Stretta sui baby influencer arriva la legge bipartisan

Stop agli account social, esistenti o nuovi che siano, per chi ha meno di 14 o 15 anni (sulla soglia si è alla limatura finale), pena sanzioni alle piattaforme da parte del Garante della Privacy. Ma anche paletti dell’Autorità garante delle comunicazioni per le star del web adolescenti fino a 18 anni, per evitare lo sfruttamento da parte dei genitori o di soggetti terzi. Dopo una lunga trattativa con la Commissione europea su alcuni dettagli relativi alla verifica dell’età, il Parlamento accelera sulla legge bipartisan, targata Fratelli d’Italia e Pd, per regolare il fenomeno dei cosiddetti “baby influencer”, con l’obiettivo di approvare definitivamente il ddl entro l’inizio del 2026.
Sono giovani, in molti casi bambini, che pubblicano video in cui sponsorizzano prodotti.
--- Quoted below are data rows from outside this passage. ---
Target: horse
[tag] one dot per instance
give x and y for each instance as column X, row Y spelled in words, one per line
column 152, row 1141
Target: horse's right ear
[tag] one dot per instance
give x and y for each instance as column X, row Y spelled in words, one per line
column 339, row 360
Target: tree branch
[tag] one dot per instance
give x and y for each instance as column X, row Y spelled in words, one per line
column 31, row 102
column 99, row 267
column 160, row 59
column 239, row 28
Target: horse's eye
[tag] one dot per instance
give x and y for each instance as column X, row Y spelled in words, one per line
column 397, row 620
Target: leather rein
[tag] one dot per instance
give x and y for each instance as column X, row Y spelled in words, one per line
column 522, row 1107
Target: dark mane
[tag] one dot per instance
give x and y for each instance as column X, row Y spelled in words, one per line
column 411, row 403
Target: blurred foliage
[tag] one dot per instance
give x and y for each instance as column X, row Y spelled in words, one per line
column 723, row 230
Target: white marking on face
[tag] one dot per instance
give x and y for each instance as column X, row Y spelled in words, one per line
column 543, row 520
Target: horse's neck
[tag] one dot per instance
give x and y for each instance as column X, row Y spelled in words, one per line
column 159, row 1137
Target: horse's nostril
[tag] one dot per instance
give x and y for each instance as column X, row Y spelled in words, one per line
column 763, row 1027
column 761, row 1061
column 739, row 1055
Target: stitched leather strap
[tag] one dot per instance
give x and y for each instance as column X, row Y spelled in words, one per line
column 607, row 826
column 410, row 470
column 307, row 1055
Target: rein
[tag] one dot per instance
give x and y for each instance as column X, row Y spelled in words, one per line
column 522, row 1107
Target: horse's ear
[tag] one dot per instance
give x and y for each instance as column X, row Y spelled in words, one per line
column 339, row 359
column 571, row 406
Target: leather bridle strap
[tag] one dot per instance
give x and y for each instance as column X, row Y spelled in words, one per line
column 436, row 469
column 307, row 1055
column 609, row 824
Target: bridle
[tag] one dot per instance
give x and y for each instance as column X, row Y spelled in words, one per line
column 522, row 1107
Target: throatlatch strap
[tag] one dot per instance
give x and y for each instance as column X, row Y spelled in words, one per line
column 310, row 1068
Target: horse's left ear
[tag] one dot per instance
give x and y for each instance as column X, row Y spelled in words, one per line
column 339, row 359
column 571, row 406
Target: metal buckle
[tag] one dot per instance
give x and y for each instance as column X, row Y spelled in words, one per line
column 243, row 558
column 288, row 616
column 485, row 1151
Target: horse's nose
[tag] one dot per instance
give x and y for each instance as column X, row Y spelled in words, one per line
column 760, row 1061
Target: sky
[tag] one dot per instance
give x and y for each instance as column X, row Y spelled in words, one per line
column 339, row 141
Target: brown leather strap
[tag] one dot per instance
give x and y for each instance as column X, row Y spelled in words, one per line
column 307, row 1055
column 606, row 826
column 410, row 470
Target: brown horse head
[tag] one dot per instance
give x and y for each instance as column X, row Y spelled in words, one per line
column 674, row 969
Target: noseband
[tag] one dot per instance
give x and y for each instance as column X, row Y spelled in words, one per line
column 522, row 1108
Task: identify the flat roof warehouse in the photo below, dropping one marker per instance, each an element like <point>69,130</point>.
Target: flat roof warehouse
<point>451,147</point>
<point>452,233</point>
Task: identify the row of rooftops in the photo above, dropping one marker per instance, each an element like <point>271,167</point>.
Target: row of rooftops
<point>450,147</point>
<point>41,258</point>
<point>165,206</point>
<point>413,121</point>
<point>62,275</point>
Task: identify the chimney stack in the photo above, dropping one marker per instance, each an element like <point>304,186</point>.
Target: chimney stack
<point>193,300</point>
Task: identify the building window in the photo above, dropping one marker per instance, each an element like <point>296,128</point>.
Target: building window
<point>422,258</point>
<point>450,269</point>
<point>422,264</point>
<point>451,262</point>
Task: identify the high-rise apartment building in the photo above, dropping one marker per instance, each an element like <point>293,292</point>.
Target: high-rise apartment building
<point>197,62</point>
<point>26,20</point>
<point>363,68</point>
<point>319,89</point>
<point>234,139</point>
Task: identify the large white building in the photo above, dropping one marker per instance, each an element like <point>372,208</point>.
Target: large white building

Dai capi d’abbigliamento firmati alle creme o i trucchi per il viso, prendendo spesso come modello influencer di professione alla Chiara Ferragni o personaggi noti che si prestano alle sponsorizzazioni. Lo fanno tramite un loro profilo social o quello dei genitori, generando visualizzazioni e introiti. In pratica lavorano, ma a guadagnarci sono mamma e papà o chiunque pensi alla loro sussistenza. Senza regole, così, si rischia lo sfruttamento.
IL VUOTO NORMATIVO
Secondo un report di Save the Children, circa 336mila italiani tra i 7 e i 15 anni hanno avuto almeno un’esperienza di lavoro, inclusa la produzione di contenuti per i social. Il fenomeno è esploso con il boom dei grandi influencer negli ultimi dieci anni. Dopo lo scandalo cosiddetto “Pandorogate” ci sono stati interventi del legislatore, dell’Agcom e del Fisco. Da ultimo i questionari che l’Agenzia delle Entrate ha inviato agli influencer per l’anno d’imposta 2020, chiedendo informazioni dettagliate sulle collaborazioni e sui compensi, anche “in natura” o in criptovalute, per scovare redditi non dichiarati. Ma le misure non si sono ancora focalizzate sugli influencer minorenni.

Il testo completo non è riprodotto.